Tijdens het onderzoek in de woning van verdachte werd door een fraude-inspecteur van Enexis vastgesteld dat de elektriciteitsmeter zichtbaar was gemanipuleerd. Er waren twee illegale elektriciteitsaansluitingen gemaakt. Een van de aansluitingen was buiten de meter om aangesloten op de verdeelkast in de kelder. Deze verdeelkast voorzag een groot gedeelte van de woning van elektriciteit. De andere illegale aftakking liep buiten de meter om naar de hennepplantage en voorzag deze van elektriciteit. Door de manipulatie werd de afgenomen elektriciteit ten behoeve van de hennepplantage en het huishoudelijk verbruik niet correct via de elektriciteitsmeter geregistreerd.
In de aangifte van Enexis is verklaard dat [persoon 1] op 9 juli 2005 een overeenkomst had gesloten met Enexis betreffende de aansluiting en transport van elektriciteit naar de woning aan de [H.straat] . Dit contract was op 7 november 2008 beëindigd. Op 14 november 2008 was door verdachte eenzelfde contract afgesloten.
Door Enexis is onderzoek gedaan naar het stroomverbruik in de woning van verdachte.
Uit dit onderzoek bleek dat het berekende jaarverbruik vanaf 9 juli 2005, zijnde het moment waarop door medebewoonster [persoon 1] het contract met Enexis werd afgesloten, met circa de helft was afgenomen ten opzichte van de vorige bewoners. Het elektriciteitsverbruik was tot 12 januari 2011 constant op dit (lagere) niveau gebleven. Hieruit leidt Enexis af dat al vanaf 9 juli 2005 werd gefraudeerd met elektriciteit door middel van illegale aftakkingen.
Uit de hiervoor weergegeven bewijsmiddelen volgt dat de woning aan de [H.straat] te Landgraaf op 12 januari 2011 in gebruik was bij verdachte en dat zich in die woning een hennepkwekerij bevond. Verdachte heeft zich bij de politie op zijn zwijgrecht beroepen en er voor gekozen niet ter terechtzitting te verschijnen. Naar het oordeel van de rechtbank kan wettig en overtuigend worden bewezen dat verdachte het onder 1 tenlastegelegde feit heeft begaan op de wijze als hierna onder de bewezenverklaring vermeld.

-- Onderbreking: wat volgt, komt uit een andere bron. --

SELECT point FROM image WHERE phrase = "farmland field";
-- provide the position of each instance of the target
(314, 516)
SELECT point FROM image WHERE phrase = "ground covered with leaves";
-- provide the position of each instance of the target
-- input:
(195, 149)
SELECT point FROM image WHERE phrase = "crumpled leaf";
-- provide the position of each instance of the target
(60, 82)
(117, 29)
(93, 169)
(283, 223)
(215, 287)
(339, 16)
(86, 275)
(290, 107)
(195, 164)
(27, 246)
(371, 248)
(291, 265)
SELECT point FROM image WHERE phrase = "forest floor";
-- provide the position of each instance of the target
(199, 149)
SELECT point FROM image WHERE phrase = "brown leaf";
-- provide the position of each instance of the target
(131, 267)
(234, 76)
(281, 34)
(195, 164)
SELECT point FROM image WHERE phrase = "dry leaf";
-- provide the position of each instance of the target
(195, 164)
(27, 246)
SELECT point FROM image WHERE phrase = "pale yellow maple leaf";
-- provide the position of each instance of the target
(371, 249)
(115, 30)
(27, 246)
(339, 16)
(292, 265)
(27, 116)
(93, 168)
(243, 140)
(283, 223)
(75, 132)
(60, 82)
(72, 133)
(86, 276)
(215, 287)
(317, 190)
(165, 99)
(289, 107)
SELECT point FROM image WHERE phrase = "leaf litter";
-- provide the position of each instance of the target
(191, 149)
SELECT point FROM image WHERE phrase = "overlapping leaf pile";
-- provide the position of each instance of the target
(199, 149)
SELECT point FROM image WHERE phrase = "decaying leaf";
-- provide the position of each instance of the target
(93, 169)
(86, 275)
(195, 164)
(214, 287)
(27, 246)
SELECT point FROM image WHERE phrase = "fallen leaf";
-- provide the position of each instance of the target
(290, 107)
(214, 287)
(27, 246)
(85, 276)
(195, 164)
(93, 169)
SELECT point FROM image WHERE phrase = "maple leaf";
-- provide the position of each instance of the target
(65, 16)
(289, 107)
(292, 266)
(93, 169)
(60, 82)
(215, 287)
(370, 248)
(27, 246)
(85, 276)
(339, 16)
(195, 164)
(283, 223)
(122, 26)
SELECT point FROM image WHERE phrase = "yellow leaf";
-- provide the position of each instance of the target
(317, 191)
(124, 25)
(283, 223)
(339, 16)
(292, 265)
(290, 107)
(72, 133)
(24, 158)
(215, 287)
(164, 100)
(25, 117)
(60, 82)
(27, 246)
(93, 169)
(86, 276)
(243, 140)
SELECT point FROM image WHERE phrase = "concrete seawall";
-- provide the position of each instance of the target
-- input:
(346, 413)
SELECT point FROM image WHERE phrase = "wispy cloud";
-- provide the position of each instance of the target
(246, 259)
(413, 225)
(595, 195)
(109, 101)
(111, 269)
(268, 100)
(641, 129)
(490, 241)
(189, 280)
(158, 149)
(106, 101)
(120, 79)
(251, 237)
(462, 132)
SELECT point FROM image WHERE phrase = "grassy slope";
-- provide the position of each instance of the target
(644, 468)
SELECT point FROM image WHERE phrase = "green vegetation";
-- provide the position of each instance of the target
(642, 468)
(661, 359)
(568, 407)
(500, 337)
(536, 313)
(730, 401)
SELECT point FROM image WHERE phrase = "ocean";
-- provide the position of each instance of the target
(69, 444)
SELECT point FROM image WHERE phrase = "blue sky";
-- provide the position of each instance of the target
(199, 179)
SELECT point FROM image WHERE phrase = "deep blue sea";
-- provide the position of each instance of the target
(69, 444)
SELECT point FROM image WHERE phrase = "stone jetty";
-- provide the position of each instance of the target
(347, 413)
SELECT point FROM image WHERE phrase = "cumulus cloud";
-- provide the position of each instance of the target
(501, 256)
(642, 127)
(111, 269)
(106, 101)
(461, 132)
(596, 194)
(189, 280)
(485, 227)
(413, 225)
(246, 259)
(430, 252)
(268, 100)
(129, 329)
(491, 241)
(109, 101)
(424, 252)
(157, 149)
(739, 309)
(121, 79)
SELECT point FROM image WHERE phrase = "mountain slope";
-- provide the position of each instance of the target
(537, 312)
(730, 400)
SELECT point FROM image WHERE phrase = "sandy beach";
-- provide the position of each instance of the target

Op basis van de aangifte van Enexis is vast komen te staan dat in de woning van verdachte ten behoeve van de daar aanwezige hennepkwekerij en een gedeelte van het huishouden illegaal stroom werd afgenomen. Verdachte heeft naar het oordeel van de rechtbank in redelijkheid kunnen weten dat de rekeningen die hij van Enexis ontving, niet toereikend waren voor de grote hoeveelheid elektriciteit die de apparatuur ten behoeve van een hennepkwekerij afneemt. Dit geldt temeer nu ook de stroom ten behoeve van een deel van het huishouden illegaal werd afgetapt, waardoor ook die rekeningen (te) laag uitvielen. Naar het oordeel van de rechtbank houdt de wetenschap van verdachte dat elektriciteit gedeeltelijk niet gemeten wordt, het oogmerk van wederrechtelijke toe-eigening in.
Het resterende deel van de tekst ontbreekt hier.